His death came after a monthslong battle with grade 4 glioblastoma, a rare form of brain cancer, his family said.

Potter was known for taking on powerful entities, such as the Metropolitan Police Department, since he started practicing law in Las Vegas in 1979.

“Cal was a fierce warrior who was willing to take on cases that other lawyers would have shied away from,” said Gary Peck, former executive director of the ACLU of Nevada. “He played a significant role in the effort to rebuild the ACLU of Nevada into an effective advocate defending civil liberties and civil rights in our state.”

Allen Lichtenstein, a former ACLU general counsel who worked alongside Potter on several cases, said Potter was well-respected for his professionalism and willingness to fight for those who couldn’t fight for themselves.

“I think it’s a big loss because you do not get that many Cal Potters around who are willing to take on the powers that be,” Lichtenstein said.

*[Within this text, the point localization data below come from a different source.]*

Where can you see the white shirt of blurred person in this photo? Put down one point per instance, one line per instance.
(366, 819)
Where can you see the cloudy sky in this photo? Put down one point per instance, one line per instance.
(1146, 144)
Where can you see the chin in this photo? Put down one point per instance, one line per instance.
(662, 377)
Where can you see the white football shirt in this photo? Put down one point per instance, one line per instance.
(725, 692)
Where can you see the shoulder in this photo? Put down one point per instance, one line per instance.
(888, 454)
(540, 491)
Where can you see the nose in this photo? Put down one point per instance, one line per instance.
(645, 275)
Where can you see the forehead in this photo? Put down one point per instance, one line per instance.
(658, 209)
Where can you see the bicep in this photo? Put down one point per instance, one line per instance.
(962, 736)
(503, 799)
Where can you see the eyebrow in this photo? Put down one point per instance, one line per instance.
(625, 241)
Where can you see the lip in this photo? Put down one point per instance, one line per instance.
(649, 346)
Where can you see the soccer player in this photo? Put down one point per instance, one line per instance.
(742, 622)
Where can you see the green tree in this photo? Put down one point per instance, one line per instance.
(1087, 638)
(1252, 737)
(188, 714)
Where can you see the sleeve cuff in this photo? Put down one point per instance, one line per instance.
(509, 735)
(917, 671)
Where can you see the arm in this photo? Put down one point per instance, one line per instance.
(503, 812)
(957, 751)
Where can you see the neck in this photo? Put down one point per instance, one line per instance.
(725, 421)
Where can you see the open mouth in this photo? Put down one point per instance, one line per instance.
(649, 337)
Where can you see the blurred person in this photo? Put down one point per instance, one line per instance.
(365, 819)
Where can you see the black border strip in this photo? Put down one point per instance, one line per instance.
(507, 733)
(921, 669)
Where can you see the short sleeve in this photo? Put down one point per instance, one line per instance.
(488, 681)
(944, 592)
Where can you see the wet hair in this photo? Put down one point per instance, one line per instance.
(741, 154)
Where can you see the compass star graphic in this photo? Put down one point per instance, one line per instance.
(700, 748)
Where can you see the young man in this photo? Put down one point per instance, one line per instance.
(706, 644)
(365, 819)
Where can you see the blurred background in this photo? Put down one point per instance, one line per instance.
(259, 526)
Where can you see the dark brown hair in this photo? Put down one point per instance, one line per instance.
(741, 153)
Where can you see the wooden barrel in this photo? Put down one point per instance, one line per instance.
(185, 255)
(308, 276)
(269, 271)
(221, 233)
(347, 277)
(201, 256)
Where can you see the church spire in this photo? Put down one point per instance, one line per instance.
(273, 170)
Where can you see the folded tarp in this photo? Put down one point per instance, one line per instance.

Potter worked with his son, C.J. Potter, at his Las Vegas law office, where he took on a variety of cases, from medical malpractice to drug crimes, according to the firm’s website.

His son said it was his goal since childhood to work alongside his father.

“I enjoyed being able to walk down the hall, and if I asked him a question, he knew the answer.”

Potter, who had a penchant for wearing boots and turquoise, was proud to serve as a judge for the Paiute Tribe for the past several years, his son said.

C.J. said his father was known for his honesty and high ethical standards.

“He’s been a mentor to countless attorneys in Vegas,” he said.

One of those attorneys was Louis Schneider, who knew Potter for more than 13 years and considered him a close friend. The two regularly collaborated, and Potter also represented Schneider in a lawsuit against another attorney.

“Cal took cases not because they were winners, but because it was the right thing to do,” Schneider said. “I’ll miss Cal every day, because whenever I had complicated legal issues, he was the first person I would call. Cal was my go-to guy.”

A native of Phoenix, Potter attended the University of Arizona, where he received both his undergraduate and law degrees. He married his wife, Linda Dwyer Potter, in 1981.

Potter was a past president of the Nevada Justice Association when it was known as the Nevada Trial Lawyers Association and was also founding president of the Nevada Attorneys for Criminal Justice. He also worked with the Nevada Homeless Alliance and sponsored the Helldorado Art Show for more than 20 years, his family said.

But when his daughter Bethany Potter Evans asked him recently what he was most proud of, he said it was his family and helping people.

Potter liked to hike at Mount Charleston and was an avid reader and dog lover who adopted basset hounds, his wife said. He was also a rose gardener who planted and looked after more than 100 rosebushes.

“He was the most honorable person I’ve ever met,” she said. “It was a life well-lived.”

Potter is survived by his wife, Linda; his son, C.J. Potter; daughters Allison Potter and Bethany Potter Evans; his father, Jack Potter; and his sister, Becky Potter.